Prove $\lim\limits_{x\to 0}f(x)/x=0$ if $\lim \limits_{x\to 0}f(x)=0$ and $\lim\limits_{x\to 0}\frac{f(x)-f(x/2)}{x}=0$, what to do with $<2\epsilon$?

Question

This is problem 3.2.7. from Problems in Real Analysis, Radulescu et. al., I'm stuck on the very last part.

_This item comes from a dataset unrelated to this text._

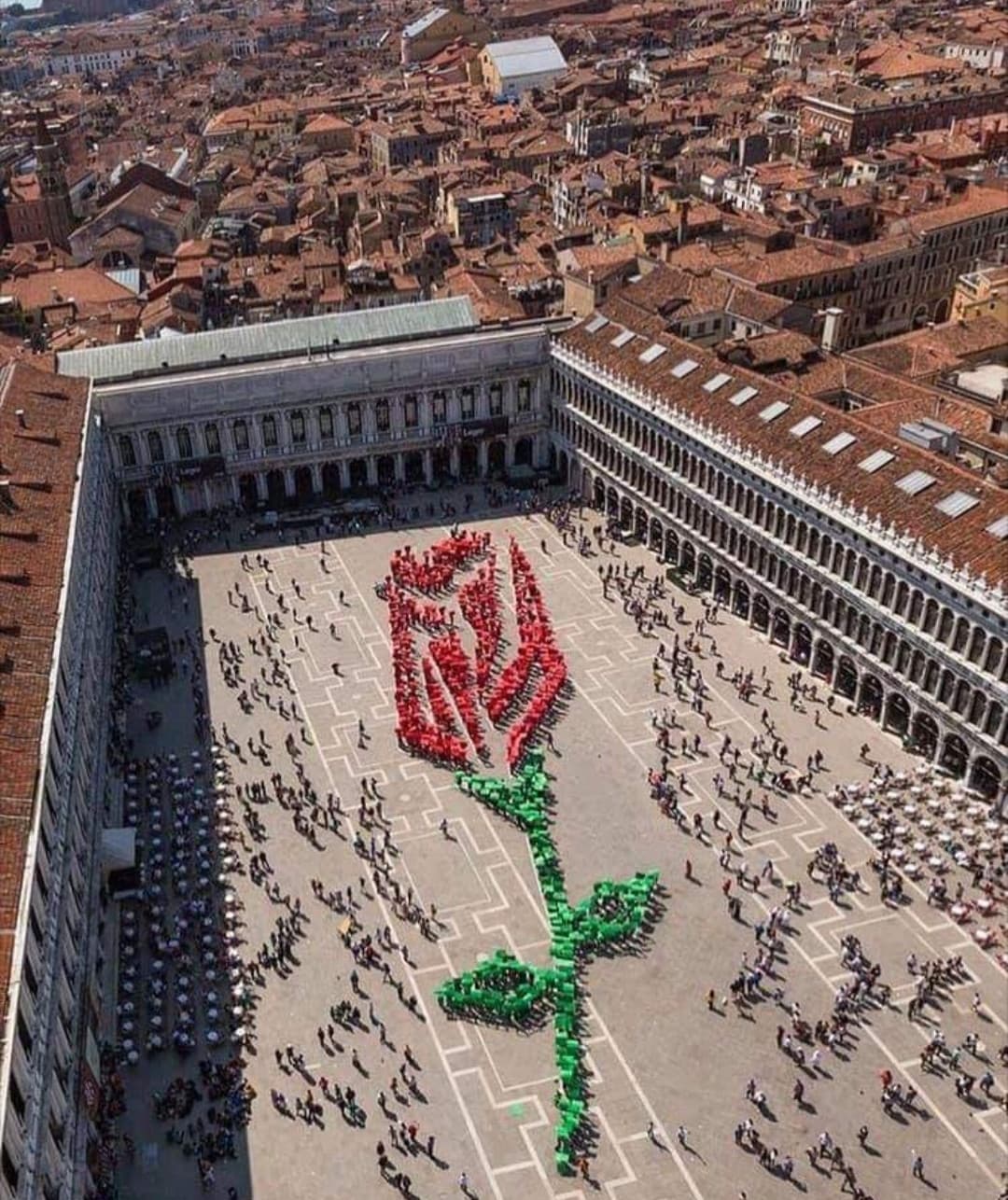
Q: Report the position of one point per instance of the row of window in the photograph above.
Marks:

The problem is defined such that $x$ is in the open interval $(0,1)$. From $\lim\limits_{x\to 0} \frac{f(x)-f\left(x/2\right)}x=0$, given an $\epsilon$, we have: $$|f(x)-f\left(\frac{x}{2}\right)|<\varepsilon x$$ from which we can obtain $|f(\frac{x}{2^n})-f(\frac{x}{2^{n+1}})|< \varepsilon\frac{x}{2^n}$ and using the triangle inequality we get $$|f(x)-f\left(\frac{x}{2^n}\right)| \le 2\varepsilon x.$$ If we take $n\to\infty$, since $\lim\limits_{x\to 0} f(x)=0$, we get: $$|f(x)|\le 2\varepsilon |x|$$ $$\frac{|f(x)|}{|x|} \le 2\varepsilon$$

My question is, how come this implies that $\lim \limits_{x \to 0} \frac{f(x)}{x} = 0$? Don't we still need to go from $\frac{|f(x)|}{|x|} \leq 2\varepsilon$ to $\frac{|f(x)|}{|x|} < \varepsilon$?

Answer 1

Note that $\frac{|a|}{|b|} = \left|\frac{a}{b}\right|,$ so the inequality you have and the inequality you want are equivalent.